Wednesday, September 12, 2007

I can't help myself

I try not to crib from James Taranto's "Best of the Web" too much, but some items are too juicy to pass up:

Last week we noted a bizarre op-ed piece from Kathy Rudy, a professor of "women's studies" at Duke, who described herself as a supporter of animal rights but proceeded to defend erstwhile NFL player Michael Vick's involvement in illegal dogfighting on the ground that he is black.

Many readers wrote to ask us or to tell us that Rudy was one of the infamous "Duke 88," a group of Duke faculty members who signed an ad that listed quotes, purporting to come from Duke students, about the rape allegation against lacrosse players, which turned out to be a hoax. The original ad seems to have disappeared form the Web, but a copy is here.

What's more, according to this page, Rudy was not among the 89 Duke faculty members (which included some who had been among the 88 and some who hadn't) who signed a "clarifying statement" which said the ad had not been intended to prejudge the rape case--not a terribly believable assertion, but at least an implicit acknowledgment of error.

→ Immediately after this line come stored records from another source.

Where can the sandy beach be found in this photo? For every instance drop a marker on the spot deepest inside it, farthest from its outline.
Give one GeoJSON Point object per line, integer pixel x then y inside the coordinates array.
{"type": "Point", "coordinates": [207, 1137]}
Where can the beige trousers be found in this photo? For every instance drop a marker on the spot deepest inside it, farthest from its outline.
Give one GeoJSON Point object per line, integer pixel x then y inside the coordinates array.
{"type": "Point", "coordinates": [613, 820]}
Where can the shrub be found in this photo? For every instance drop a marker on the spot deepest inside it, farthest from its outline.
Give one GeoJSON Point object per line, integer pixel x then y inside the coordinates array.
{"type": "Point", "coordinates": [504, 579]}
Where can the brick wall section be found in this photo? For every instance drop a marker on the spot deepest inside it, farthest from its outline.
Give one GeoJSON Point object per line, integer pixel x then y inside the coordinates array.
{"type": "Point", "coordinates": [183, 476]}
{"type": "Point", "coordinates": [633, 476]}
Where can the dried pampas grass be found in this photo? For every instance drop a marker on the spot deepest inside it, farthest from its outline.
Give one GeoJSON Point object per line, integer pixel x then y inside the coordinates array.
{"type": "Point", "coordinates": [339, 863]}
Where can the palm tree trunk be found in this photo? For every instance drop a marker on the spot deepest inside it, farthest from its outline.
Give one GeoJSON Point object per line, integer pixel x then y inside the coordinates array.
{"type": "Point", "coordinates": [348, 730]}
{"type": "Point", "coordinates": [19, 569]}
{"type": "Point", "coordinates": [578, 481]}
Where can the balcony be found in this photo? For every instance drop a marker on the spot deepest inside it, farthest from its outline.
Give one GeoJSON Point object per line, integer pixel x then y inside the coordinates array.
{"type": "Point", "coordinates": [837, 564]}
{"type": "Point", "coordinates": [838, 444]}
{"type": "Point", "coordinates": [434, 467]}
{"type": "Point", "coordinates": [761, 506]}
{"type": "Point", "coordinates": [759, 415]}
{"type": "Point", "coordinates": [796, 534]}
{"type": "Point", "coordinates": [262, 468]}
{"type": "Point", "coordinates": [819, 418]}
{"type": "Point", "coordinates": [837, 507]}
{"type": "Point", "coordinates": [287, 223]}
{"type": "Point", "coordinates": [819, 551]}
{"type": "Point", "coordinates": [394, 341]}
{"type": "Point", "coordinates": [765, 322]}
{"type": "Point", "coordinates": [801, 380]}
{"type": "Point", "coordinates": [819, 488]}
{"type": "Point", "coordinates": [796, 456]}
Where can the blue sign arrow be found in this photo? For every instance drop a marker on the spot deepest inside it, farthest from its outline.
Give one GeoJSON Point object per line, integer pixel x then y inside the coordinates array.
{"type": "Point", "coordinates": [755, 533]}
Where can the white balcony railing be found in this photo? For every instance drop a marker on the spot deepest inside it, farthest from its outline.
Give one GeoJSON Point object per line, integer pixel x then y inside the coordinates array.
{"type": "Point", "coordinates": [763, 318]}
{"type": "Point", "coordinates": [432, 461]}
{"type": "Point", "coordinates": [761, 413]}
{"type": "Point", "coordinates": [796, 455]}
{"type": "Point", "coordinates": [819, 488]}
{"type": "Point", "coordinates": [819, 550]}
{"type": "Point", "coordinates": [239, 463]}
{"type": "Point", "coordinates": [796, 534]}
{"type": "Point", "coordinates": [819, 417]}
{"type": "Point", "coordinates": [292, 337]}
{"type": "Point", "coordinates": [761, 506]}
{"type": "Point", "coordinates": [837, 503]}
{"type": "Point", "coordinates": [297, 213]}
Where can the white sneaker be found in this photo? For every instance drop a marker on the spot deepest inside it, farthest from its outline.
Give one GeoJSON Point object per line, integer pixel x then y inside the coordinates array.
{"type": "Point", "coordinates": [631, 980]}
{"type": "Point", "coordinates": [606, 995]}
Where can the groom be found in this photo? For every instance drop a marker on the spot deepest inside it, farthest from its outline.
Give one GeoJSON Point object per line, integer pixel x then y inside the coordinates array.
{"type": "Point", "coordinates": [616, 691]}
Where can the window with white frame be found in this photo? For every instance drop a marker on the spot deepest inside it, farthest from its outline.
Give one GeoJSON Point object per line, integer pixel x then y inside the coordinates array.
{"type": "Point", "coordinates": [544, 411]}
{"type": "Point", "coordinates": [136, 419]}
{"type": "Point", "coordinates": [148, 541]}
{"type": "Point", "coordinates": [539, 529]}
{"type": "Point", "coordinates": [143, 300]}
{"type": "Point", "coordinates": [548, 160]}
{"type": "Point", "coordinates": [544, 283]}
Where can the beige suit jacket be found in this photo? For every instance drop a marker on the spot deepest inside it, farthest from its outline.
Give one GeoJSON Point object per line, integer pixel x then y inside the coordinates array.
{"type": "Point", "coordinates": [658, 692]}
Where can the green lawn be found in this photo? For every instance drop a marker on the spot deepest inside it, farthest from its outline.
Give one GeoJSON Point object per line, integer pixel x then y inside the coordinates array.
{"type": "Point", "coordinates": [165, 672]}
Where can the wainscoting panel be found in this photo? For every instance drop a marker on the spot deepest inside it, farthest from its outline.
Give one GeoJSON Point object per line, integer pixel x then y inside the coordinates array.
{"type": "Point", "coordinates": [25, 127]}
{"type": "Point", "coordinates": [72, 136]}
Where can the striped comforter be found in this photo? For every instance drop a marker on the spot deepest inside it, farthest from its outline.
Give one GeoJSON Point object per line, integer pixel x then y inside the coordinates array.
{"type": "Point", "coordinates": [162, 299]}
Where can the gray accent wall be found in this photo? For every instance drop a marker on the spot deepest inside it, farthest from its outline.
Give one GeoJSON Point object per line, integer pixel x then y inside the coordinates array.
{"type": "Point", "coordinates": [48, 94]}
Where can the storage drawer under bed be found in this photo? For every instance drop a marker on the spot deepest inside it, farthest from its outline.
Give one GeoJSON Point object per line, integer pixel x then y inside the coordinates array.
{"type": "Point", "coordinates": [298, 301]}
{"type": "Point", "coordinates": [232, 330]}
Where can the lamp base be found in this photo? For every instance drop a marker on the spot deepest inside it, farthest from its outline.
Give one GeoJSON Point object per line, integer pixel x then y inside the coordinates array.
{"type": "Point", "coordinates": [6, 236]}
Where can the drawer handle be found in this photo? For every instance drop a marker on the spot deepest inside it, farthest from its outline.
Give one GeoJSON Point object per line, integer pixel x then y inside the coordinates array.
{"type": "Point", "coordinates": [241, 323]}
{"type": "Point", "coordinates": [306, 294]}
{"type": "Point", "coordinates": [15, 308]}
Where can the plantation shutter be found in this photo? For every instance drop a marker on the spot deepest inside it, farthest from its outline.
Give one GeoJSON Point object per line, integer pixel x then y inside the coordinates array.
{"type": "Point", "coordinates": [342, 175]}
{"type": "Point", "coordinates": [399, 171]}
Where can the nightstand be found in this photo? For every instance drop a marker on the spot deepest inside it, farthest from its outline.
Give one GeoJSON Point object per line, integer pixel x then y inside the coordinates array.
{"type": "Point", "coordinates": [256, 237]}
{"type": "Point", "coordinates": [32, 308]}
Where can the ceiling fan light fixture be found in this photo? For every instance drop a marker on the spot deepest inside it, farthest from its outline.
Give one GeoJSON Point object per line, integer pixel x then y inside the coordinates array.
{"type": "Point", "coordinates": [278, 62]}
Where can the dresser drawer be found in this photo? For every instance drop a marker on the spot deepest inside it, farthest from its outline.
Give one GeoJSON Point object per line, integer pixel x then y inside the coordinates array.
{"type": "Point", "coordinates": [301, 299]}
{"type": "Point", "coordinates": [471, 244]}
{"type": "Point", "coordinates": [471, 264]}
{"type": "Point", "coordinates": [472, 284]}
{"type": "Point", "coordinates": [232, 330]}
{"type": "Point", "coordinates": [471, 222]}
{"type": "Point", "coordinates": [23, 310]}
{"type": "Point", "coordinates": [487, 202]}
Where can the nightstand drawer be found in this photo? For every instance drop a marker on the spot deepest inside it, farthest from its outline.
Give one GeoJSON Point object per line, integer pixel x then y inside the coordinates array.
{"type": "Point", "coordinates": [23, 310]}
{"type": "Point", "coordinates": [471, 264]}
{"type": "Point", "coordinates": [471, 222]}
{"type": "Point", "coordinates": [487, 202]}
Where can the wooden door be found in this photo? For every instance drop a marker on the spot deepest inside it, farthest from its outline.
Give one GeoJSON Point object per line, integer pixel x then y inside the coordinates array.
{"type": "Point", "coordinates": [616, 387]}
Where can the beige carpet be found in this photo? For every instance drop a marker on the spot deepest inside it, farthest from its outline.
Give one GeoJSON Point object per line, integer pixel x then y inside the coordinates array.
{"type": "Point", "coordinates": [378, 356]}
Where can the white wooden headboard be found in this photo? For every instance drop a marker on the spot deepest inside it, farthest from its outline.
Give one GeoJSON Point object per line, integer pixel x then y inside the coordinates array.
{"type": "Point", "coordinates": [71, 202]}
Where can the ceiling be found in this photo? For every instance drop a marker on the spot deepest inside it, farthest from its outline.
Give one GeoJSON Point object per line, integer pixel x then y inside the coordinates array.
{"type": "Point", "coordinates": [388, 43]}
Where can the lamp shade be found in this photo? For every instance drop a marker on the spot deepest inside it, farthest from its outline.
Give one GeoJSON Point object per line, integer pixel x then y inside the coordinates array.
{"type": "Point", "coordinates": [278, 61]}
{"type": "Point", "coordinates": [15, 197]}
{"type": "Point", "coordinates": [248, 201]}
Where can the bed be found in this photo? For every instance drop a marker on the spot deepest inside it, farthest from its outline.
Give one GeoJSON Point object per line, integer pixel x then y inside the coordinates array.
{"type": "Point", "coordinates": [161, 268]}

Blogger KC Johnson--co-author of "Until Proven Innocent," which is reviewed today by Abigail Thernstrom and is available from the OpinionJournal bookstore--has more background on Rudy, a tenured associate professor:

Upon first coming to Durham, Rudy recalled that she "moved quickly into the lesbian community because there was a growing sentiment in feminist discourse that lesbianism was the most legitimate way to act out our politics." Within this "progressive" neighborhood in west Durham, "Many of us thought that by avoiding men and building a parallel, alternative culture, we were changing the world . . . I managed to live most of my daily life avoiding men all together, and spent most of my social time reading, dreaming, planning, talking, and writing about the beauty of a world run only by women, . . . free of [men's] patronizing dominance." Rudy and her fellow radical feminists oriented their activities around "the ideas that women were superior and that a new world could be built on that superiority."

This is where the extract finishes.